Renewal in the Church does not primarily depend on a perfectly designed liturgy, but on the quality of the spiritual lives of those who participate in it. Let us suppose that I had a magic wand and I could wave it to give everyone the liturgy of their choice each time they went to Mass. It might be the new liturgy as introduced by the Second Vatican Council, with a perfect translation of the text and with all the rites and rituals perfectly designed to satisfy everyone. On the other hand, it might be the old Tridentine Mass in Latin that so many of us were brought up on, or a grand sung high Mass with music by Perosi, Palestrina and Purcell, or the mediaeval Mass that was so loved by some of the greatest saints that have ever lived, or the ancient Mass known to the Fathers of the Church, which was said in Greek long before the introduction of Latin.
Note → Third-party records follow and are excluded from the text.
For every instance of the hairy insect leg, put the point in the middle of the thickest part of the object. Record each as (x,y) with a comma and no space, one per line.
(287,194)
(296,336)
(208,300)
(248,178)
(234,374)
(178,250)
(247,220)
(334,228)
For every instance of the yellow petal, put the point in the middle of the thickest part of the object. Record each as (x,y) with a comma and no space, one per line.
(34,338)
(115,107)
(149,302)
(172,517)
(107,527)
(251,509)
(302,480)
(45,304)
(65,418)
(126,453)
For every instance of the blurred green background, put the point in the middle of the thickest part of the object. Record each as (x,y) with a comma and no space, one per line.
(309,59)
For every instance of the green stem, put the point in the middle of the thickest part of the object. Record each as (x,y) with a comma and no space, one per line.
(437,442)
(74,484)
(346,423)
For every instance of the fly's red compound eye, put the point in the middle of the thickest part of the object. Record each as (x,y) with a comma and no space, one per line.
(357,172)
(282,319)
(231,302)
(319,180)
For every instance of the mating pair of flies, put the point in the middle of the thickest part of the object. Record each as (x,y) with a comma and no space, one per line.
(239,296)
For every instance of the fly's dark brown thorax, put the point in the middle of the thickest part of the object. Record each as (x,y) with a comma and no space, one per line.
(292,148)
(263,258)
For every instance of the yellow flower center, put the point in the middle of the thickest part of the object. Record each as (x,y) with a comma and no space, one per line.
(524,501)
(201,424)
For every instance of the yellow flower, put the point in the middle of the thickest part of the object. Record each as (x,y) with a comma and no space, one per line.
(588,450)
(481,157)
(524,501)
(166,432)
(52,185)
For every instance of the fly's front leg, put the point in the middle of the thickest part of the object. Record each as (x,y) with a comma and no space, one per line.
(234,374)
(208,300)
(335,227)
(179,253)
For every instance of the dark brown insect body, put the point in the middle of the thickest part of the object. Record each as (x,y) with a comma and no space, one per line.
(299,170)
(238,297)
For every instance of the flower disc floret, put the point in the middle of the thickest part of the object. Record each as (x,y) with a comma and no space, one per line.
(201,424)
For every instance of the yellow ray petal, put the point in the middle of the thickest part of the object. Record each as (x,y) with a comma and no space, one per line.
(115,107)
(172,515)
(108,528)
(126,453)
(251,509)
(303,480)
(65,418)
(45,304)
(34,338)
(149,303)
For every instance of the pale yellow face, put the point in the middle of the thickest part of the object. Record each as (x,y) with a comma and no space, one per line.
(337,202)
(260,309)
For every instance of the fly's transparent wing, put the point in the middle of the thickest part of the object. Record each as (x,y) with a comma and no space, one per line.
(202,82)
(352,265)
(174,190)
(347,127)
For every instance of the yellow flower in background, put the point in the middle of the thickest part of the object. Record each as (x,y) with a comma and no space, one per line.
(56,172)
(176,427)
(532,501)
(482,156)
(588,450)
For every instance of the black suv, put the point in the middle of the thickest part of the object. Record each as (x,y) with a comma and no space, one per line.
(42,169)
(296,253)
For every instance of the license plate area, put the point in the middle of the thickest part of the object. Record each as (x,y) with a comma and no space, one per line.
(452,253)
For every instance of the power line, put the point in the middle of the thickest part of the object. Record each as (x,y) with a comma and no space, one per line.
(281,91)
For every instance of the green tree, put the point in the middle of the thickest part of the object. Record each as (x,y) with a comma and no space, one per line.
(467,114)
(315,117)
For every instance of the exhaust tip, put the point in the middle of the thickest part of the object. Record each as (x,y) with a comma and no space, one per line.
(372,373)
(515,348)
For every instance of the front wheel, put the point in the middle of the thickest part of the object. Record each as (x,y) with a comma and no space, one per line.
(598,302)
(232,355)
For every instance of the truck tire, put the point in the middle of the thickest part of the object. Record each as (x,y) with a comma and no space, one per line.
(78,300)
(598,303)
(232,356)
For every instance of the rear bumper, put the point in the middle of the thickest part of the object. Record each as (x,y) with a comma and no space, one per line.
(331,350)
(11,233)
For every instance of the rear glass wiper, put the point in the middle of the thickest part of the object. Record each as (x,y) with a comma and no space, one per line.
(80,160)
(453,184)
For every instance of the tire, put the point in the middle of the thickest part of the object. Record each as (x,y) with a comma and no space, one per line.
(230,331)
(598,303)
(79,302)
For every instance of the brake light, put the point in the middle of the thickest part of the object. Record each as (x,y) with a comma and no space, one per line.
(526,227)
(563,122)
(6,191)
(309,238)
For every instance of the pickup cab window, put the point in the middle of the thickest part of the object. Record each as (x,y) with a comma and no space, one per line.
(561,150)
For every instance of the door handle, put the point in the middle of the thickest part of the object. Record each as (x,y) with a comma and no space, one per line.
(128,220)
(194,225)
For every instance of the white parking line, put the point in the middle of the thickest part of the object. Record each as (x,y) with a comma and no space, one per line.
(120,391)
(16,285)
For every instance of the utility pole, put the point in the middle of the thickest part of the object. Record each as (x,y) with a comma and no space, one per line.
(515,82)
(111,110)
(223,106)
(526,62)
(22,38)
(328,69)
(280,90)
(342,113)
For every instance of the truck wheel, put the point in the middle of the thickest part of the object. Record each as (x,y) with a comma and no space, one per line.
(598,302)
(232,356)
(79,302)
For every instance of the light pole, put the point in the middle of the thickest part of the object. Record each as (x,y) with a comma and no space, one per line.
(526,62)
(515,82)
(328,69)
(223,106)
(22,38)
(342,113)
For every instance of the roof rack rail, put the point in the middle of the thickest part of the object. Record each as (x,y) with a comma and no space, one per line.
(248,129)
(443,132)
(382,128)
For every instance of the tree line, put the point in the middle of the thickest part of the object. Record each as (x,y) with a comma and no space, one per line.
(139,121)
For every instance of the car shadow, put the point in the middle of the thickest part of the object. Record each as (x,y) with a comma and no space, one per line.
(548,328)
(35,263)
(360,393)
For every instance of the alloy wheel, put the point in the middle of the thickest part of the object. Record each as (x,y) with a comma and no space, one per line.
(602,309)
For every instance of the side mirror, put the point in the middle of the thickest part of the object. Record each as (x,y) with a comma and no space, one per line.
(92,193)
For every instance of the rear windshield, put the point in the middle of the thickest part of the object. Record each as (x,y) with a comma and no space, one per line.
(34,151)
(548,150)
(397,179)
Or it could be Mass according to the Chaldean rite said in Aramaic, the language that Jesus himself would have used at the Last Supper.

A Daily Liturgy of Spiritual Endeavour

The introduction of any or all of these rites in themselves would do nothing, in the long run, to change us personally, or the Church to which we belong, unless they were animated and inspired by the same profound daily liturgy of spiritual endeavour as practised by the first Christians, in imitation of how Jesus prayed and served the neighbour in need throughout his life on earth.

The famous Jewish Philosopher and mystic, Simone Weil said, ‘a person is no more than the quality of their endeavour’. It is this spirit-filled endeavour demonstrated in the personal prayer that we have made, and in the good works that we have performed, that we offer through Jesus to the Father when we take part in the Mass. Many years ago I failed to convince a Canoness about the absolute importance of personal daily prayer. Without it we cannot practise the first commandment properly, nor therefore, receive the grace to practise the second.

The fullness of our faith can only be seen and understood, not by the scriptures alone, but by the tradition that we have inherited too. The first Protestants derided good works, and that included personal prayer because they couldn’t see this. Both the scriptures and tradition are important for they both illuminate each other. Our total commitment to both makes us what we are, not just Christians but Catholics, the true living descendants of those who lived, prayed, suffered and died with Christ in the immediate aftermath of the Resurrection. To dismiss or to belittle the importance of daily personal prayer is to be Protestant, to proclaim and live it is to be Catholic.